Nowadays more and more practical and interesting emoji usages are created, for example, different categories of emoji will be combined together to become a Meme, or seemingly unrelated emoji can actually be used to describe the same meaning, which makes emoji gradually create a connection between them. We want to show this relationship between emoji visually and let users have a deeper understanding of emoji usage, so we use machine learning algorithms to calculate the relationship between emoji and draw the result into an easy-to-understand picture, which is the Emoji Relationship Graph.

What is Emoji Relationship Graph?

It is well known that emojis are usually presented as images, but it is impossible to figure out the relationship between emoji with images, because the main use of emoji is to convey information and emotions, they are more like a language, so it will be more accurate to explore their relationship through the meaning and usage of emoji. Therefore, we obtained all the tweets containing emoji from 2018 to 2021, totaling 812 million tweets. Considering that the usage of emoji will be different in different language environments, we classified the tweets by language, and then calculated the Text Similarity between emoji in each language by machine learning algorithm, so as to get the corresponding Emoji Relationship Graph for each language.

How to understand the Emoji Relationship Graph?

This is the Emoji Relationship Graph of 👉 for spanish. The red box shows the 9 nearest emoji to it, the length of the ray represents the degree of relationship, the shorter the ray, the closer the relationship. In addition, the graph also shows a part of other emoji's relationship graph. In the black box is the relationship graph of 👆,and in the orange box is the relationship graph of .

The results reflected in the relationship graph allow us to have a richer understanding of the usage of emoji. For example, these two emojis 👈🥺 are often used as a combination with 👉 in recent years to express aggrieved, shy or pleading, so they appear in this relationship graph:

These two emojis are often used to indicate links, which means they have similarities in usage, so they are close to each other in the relationship graph:

If you delve into the emoji relationship chart, you may refresh your perception of some emojis.

How to calculate the relationship between emoji?

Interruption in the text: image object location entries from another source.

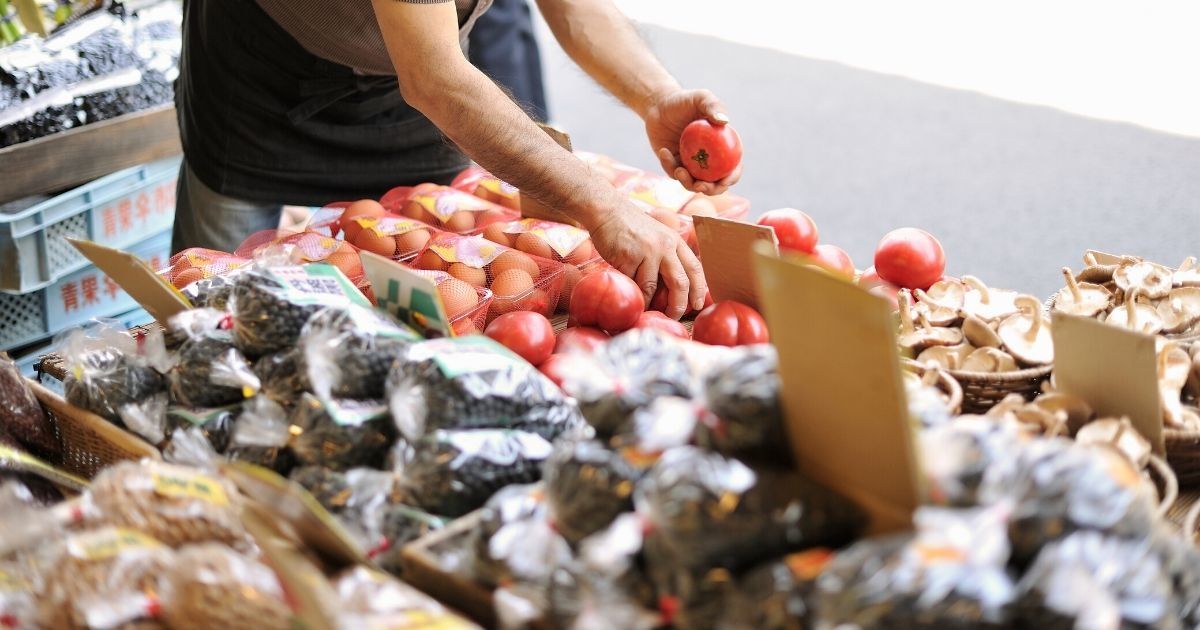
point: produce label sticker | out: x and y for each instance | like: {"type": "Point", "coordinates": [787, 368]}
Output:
{"type": "Point", "coordinates": [472, 251]}
{"type": "Point", "coordinates": [408, 295]}
{"type": "Point", "coordinates": [180, 484]}
{"type": "Point", "coordinates": [1114, 370]}
{"type": "Point", "coordinates": [845, 407]}
{"type": "Point", "coordinates": [108, 543]}
{"type": "Point", "coordinates": [317, 283]}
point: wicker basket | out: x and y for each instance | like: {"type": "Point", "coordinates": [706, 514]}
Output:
{"type": "Point", "coordinates": [984, 390]}
{"type": "Point", "coordinates": [89, 442]}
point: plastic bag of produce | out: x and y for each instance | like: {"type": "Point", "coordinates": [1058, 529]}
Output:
{"type": "Point", "coordinates": [174, 504]}
{"type": "Point", "coordinates": [208, 370]}
{"type": "Point", "coordinates": [628, 373]}
{"type": "Point", "coordinates": [23, 417]}
{"type": "Point", "coordinates": [951, 574]}
{"type": "Point", "coordinates": [474, 383]}
{"type": "Point", "coordinates": [102, 577]}
{"type": "Point", "coordinates": [707, 511]}
{"type": "Point", "coordinates": [1091, 580]}
{"type": "Point", "coordinates": [348, 352]}
{"type": "Point", "coordinates": [587, 487]}
{"type": "Point", "coordinates": [742, 399]}
{"type": "Point", "coordinates": [451, 473]}
{"type": "Point", "coordinates": [211, 586]}
{"type": "Point", "coordinates": [273, 304]}
{"type": "Point", "coordinates": [341, 433]}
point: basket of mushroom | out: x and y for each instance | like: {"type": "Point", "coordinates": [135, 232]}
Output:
{"type": "Point", "coordinates": [994, 342]}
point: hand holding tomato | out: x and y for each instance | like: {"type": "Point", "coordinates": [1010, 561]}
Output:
{"type": "Point", "coordinates": [525, 333]}
{"type": "Point", "coordinates": [730, 323]}
{"type": "Point", "coordinates": [665, 121]}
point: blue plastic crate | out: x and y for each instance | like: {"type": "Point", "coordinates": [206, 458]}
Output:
{"type": "Point", "coordinates": [29, 317]}
{"type": "Point", "coordinates": [118, 210]}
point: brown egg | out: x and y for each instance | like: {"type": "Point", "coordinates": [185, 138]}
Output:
{"type": "Point", "coordinates": [461, 222]}
{"type": "Point", "coordinates": [495, 233]}
{"type": "Point", "coordinates": [377, 244]}
{"type": "Point", "coordinates": [583, 253]}
{"type": "Point", "coordinates": [431, 262]}
{"type": "Point", "coordinates": [514, 259]}
{"type": "Point", "coordinates": [533, 245]}
{"type": "Point", "coordinates": [477, 277]}
{"type": "Point", "coordinates": [412, 241]}
{"type": "Point", "coordinates": [457, 297]}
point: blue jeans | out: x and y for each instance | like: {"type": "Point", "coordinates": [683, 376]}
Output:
{"type": "Point", "coordinates": [208, 219]}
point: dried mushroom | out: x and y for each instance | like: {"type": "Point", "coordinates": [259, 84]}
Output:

Next we will give you a detailed description of the calculation process. It can be roughly divided into the following three steps:

  • First, we use the TF-IDF algorithm to extract the tags of each emoji from the tweets and the weight corresponding to each tag. Tags refer to those words that are most closely related to emoji, which are equivalent to the characteristics of an emoji; and weights refer to the closeness of the relationship between tags and emoji, the higher the weight, the closer the relationship. About the algorithm and calculation process of getting tags, we have written an article to introduce it in detail, you can click the right link to read it: ☁️Emoji Tag Cloud: Help You To Get More Knowledge Of Emoji!
  • After obtaining the labels, a new problem arises. When it comes to calculations, we all know that generally only numerical values can be calculated, but the tags are presented as text, so how can they be calculated algorithmically? Therefore, our second step is to convert the text into the numerical values that can be calculated——Vector. This process is called Word Embedding. We need to first read a large amount of tweet data using the word2vec algorithm (one of the methods of word embedding)to transform each word in the text into a vector, then we can obtain a word embedding matrix consisting of all high-dimensional vectors of words, and later map each word corresponding to each tag we got in the first step into a high-dimensional vector through the word embedding matrix. Thus, we have completed the text-to-vector conversion. These high-dimensional vectors are calculated by analyzing the context of the text, which can well preserve the semantic information of each word and thus ensure the accuracy of the text similarity. The word2vec algorithm is also explained in detail in our blog, if you want more details you can read it: 🔍Emoji Sentiment Analysis
  • The last step is to calculate the text similarity between emojis. The algorithm commonly used to calculate text similarity is VSM(Vector Space Model). This is one of the most widely used similarity calculation models, but it obtains results by calculating co-occurring words (words that appear in both texts) of two texts, which is not accurate when facing texts with the same meaning but different wording.So to avoid this situation, we chose another algorithm——SCM(Soft Cosine Measure). It can measure the similarity between words, so even if two texts do not have words in common, this algorithm can calculate the similarity of two texts by evaluating the word similarity. The final calculation results are presented in numbers, the larger the number we get means the higher the text similarity between emojis, and the higher the text similarity, the closer their relationship.


Through the relationship graph, we can understand people's habits and preferences of using emoji, and explore the trend of emoji usages. You may be surprised to find that some emojis you wouldn't associate with each other are actually very closely related, and that may be a new trendy use of emoji you haven't known yet! Also, if you have any suggestions, please tell us in the comment!